Calmy-Rey: abbiamo dimostrato buona volontà

Ashton: «Adesso tocca a Tripoli»

GINEVRA - Il ministro degli Esteri elvetico Micheline Calmy Rey ha definito un «gesto di buona volontà» e non una «capitolazione» da parte governo svizzero la scelta di revocare parte della lista nera nei confronti di cittadini libici. Una decisione assunta oggi dal COnsiglio federale (governo) elvetico.

Al termine dell'incontro a Bruxelles con l'Alto rappresentante per la politica estera europea, signora Catherine Ashton, il capo della diplomazia elvetica ha spiegato che il suo governo ha deciso di compiere un «gesto forte, un gesto politico, per dimostrare che siamo pronti a continuare i negoziati e a trovare una soluzione» alla crisi con Tripoli.
«Abbiamo dimostrato la nostra buona volontà», ha sottolineato il ministro svizzero, respingendo le accuse di capitolazione» di fronte alle pretese del colonnello libico Gheddafi.

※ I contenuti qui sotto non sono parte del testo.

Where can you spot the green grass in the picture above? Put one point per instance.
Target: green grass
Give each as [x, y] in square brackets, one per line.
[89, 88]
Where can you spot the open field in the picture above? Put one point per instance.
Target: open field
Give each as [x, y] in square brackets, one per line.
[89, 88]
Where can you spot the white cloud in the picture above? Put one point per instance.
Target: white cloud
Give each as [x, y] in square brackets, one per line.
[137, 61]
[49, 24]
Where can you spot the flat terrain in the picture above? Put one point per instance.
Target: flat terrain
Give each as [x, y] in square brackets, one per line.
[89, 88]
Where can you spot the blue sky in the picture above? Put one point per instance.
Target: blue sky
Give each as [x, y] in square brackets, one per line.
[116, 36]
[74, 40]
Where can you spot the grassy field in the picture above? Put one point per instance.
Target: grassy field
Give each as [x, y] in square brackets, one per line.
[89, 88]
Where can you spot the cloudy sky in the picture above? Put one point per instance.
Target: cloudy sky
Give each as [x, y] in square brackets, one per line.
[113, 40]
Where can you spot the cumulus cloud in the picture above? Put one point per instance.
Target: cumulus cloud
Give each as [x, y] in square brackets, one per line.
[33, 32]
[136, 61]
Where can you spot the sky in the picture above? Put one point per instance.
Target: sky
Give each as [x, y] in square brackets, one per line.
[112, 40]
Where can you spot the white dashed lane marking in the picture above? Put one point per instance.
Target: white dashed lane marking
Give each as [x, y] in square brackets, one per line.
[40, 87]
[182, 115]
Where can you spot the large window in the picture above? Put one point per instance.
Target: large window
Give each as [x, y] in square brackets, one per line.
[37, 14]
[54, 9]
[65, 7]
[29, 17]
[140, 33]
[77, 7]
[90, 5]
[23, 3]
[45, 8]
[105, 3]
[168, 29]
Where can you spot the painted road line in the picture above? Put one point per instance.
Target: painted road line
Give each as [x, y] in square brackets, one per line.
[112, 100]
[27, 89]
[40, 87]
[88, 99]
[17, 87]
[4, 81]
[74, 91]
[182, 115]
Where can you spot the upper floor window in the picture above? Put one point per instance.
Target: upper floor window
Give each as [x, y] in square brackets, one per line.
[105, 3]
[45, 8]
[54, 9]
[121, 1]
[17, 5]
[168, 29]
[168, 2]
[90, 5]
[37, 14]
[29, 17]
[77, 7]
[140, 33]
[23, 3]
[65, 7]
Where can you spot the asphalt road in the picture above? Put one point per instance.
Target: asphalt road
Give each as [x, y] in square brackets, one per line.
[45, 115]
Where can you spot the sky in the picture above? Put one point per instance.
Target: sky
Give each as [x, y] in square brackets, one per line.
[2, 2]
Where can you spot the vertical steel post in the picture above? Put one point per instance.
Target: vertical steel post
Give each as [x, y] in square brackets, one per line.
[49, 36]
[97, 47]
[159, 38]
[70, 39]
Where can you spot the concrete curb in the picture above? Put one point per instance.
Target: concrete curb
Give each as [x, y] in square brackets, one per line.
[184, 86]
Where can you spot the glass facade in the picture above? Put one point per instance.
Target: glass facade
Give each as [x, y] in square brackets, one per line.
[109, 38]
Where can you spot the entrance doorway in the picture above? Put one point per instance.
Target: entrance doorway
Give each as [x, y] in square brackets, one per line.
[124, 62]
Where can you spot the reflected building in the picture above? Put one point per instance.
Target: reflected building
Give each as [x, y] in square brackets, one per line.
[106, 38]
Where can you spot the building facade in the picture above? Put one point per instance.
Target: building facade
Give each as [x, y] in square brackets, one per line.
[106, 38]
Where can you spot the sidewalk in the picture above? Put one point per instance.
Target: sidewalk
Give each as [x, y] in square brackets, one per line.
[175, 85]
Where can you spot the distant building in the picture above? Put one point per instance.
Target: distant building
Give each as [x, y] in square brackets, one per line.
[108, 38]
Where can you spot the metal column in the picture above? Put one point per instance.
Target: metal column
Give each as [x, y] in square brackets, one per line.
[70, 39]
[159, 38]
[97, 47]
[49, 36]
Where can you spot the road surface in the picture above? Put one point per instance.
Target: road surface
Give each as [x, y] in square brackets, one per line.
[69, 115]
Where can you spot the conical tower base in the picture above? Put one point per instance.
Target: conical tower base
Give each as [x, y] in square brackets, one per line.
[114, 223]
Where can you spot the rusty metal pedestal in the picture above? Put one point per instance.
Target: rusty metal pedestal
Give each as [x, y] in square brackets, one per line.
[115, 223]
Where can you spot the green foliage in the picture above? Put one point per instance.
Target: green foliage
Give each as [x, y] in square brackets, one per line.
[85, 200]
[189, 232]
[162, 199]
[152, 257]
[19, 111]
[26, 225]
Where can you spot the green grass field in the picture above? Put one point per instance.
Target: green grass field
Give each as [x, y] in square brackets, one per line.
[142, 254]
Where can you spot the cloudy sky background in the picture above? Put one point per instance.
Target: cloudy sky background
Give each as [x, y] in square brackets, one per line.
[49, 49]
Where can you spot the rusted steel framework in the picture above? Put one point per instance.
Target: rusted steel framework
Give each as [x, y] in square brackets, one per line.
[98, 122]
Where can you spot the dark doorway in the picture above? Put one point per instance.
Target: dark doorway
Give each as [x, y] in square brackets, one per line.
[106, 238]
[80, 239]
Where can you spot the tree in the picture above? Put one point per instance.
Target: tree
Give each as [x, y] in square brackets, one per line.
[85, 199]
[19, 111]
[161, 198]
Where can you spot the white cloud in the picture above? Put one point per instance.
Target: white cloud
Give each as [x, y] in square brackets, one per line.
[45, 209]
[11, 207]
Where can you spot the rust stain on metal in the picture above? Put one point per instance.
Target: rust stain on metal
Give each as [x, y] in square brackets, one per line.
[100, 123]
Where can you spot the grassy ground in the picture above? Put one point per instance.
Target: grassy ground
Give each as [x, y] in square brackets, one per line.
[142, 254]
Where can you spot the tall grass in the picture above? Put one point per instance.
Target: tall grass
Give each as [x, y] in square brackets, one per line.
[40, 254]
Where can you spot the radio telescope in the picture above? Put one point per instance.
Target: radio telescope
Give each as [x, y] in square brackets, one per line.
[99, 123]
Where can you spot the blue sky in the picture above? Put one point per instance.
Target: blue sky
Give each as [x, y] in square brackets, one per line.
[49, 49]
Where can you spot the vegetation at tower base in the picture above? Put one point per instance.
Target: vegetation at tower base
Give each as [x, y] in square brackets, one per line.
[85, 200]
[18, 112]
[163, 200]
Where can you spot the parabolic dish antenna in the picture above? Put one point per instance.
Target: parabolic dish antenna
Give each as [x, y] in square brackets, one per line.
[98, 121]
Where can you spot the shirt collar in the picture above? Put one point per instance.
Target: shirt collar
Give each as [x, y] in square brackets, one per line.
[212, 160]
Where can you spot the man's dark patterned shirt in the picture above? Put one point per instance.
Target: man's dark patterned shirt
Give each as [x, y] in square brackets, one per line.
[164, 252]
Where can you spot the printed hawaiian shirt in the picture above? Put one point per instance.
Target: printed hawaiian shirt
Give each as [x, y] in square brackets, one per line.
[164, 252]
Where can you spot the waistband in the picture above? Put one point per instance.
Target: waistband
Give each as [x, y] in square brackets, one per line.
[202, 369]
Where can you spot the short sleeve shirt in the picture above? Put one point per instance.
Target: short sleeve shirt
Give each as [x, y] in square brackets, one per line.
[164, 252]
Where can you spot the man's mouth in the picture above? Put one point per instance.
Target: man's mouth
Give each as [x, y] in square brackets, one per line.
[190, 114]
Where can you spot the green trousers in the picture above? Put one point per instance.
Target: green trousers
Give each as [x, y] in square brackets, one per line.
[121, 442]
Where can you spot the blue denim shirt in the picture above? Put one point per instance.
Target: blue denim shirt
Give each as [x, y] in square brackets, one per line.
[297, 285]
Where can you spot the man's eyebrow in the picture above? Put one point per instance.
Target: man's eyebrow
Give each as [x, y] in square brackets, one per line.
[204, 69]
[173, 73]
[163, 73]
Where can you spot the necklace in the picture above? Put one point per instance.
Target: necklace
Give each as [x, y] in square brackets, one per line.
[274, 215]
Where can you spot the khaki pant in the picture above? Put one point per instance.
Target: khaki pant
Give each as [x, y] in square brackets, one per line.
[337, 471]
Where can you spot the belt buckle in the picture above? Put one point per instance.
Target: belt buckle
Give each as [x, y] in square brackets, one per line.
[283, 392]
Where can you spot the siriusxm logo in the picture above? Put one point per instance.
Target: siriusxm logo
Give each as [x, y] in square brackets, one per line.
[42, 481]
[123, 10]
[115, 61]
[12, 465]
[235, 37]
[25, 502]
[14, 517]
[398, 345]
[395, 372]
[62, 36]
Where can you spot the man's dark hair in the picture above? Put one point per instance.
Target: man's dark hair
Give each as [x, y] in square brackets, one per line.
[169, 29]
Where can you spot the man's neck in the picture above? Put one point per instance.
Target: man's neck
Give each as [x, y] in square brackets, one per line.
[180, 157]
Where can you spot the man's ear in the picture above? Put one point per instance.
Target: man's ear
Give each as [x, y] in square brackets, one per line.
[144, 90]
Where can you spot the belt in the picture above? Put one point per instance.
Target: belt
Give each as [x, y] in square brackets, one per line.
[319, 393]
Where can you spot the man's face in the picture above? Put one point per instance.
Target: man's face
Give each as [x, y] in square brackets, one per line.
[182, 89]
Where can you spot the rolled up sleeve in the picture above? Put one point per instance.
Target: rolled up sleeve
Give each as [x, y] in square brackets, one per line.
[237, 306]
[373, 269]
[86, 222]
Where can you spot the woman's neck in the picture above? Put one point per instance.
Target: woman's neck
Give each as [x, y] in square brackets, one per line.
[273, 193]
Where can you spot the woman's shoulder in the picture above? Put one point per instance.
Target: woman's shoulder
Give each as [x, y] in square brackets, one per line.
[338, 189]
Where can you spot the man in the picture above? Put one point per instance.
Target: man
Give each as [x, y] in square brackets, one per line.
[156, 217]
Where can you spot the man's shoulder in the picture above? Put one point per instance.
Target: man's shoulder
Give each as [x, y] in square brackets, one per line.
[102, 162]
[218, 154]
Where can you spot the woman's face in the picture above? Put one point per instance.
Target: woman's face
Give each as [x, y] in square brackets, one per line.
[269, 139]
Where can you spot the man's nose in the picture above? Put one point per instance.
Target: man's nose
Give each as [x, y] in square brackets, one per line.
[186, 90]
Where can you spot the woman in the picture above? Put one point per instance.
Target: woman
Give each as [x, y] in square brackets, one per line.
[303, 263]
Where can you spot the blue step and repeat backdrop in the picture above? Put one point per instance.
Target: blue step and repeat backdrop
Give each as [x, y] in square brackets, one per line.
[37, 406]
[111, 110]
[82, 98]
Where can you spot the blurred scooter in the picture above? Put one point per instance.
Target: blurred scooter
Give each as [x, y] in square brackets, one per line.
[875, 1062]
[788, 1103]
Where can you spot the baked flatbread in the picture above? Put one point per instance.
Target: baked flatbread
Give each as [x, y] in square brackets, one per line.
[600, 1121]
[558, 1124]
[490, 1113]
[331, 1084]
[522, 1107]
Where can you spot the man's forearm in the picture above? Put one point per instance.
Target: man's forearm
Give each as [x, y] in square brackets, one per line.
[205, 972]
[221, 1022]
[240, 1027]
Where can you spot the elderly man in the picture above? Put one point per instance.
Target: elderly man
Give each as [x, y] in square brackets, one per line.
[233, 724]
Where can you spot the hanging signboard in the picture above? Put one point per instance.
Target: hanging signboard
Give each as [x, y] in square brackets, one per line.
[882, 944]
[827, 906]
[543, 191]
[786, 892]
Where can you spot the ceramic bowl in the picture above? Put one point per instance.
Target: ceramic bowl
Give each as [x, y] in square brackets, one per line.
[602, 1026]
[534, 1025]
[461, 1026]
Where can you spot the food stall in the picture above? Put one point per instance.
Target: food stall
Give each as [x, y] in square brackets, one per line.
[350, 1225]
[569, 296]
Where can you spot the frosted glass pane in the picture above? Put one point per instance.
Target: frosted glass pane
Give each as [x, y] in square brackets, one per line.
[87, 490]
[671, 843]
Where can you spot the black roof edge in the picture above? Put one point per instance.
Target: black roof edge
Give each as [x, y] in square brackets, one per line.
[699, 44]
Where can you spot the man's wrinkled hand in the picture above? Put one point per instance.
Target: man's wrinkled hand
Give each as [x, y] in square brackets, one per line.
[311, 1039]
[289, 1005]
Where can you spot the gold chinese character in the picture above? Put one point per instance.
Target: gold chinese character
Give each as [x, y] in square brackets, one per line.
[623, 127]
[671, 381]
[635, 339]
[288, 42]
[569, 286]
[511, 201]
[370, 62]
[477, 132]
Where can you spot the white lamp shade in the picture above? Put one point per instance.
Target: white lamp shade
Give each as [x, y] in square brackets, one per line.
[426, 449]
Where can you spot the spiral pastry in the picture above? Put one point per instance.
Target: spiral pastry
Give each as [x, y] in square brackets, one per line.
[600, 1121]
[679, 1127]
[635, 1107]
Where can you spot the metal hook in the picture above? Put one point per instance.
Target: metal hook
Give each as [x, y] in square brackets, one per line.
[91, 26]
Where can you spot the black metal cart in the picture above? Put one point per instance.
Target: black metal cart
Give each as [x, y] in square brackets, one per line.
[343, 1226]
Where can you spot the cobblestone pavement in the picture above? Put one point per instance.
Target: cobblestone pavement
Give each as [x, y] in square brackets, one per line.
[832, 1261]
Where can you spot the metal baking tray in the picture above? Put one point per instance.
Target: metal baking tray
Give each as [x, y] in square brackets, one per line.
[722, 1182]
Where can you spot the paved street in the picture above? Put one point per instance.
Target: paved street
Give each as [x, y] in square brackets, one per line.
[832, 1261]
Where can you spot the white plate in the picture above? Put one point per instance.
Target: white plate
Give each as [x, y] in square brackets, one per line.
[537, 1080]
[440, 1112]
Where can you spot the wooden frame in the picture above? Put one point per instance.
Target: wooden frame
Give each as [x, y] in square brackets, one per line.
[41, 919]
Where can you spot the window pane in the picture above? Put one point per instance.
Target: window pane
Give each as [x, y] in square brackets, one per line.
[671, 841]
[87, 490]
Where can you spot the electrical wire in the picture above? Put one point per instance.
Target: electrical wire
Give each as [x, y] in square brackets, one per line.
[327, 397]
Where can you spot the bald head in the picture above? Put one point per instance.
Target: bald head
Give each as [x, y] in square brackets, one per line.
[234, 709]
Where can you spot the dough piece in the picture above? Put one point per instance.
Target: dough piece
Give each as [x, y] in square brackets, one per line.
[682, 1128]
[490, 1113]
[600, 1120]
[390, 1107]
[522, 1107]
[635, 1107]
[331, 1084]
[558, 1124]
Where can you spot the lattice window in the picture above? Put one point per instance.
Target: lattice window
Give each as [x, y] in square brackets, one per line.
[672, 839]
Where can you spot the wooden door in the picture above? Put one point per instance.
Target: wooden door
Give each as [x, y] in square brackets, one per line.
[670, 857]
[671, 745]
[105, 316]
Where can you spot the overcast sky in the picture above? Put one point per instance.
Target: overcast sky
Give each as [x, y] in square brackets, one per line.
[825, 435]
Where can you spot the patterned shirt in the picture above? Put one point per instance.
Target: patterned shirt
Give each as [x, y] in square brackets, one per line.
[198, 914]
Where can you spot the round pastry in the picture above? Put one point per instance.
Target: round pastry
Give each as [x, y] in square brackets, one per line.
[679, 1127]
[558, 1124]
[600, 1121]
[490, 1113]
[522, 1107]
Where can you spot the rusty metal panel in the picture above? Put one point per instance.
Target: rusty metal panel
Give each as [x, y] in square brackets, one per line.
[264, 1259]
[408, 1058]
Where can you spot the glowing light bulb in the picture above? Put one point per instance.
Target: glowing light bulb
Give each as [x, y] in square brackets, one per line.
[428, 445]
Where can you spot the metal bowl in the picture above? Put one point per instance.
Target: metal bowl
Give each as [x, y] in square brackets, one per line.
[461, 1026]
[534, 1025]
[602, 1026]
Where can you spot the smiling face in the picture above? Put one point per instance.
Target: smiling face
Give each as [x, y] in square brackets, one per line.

«Ci siamo mossi nel quadro di un negoziato condotto da due paesi dell'Ue, la Germania e la Spagna, con delle conseguenze», ha precisato Calmy-Rey.
Accogliendo con favore la decisione di Berna, Ashton ha detto che l'Ue si attende adesso che «le autorità libiche reagiscano in modo positivo e annullino le misure restrittive nei confronti dei cittadini europei».
Non solo: «Ci auguriamo ormai - ha aggiunto Ashton - che gli sforzi di mediazione in corso contribuiscano anche a risolvere i diversi dossier in sospeso e permettano al cittadino svizzero Max Goeldi di lasciare presto la Libia».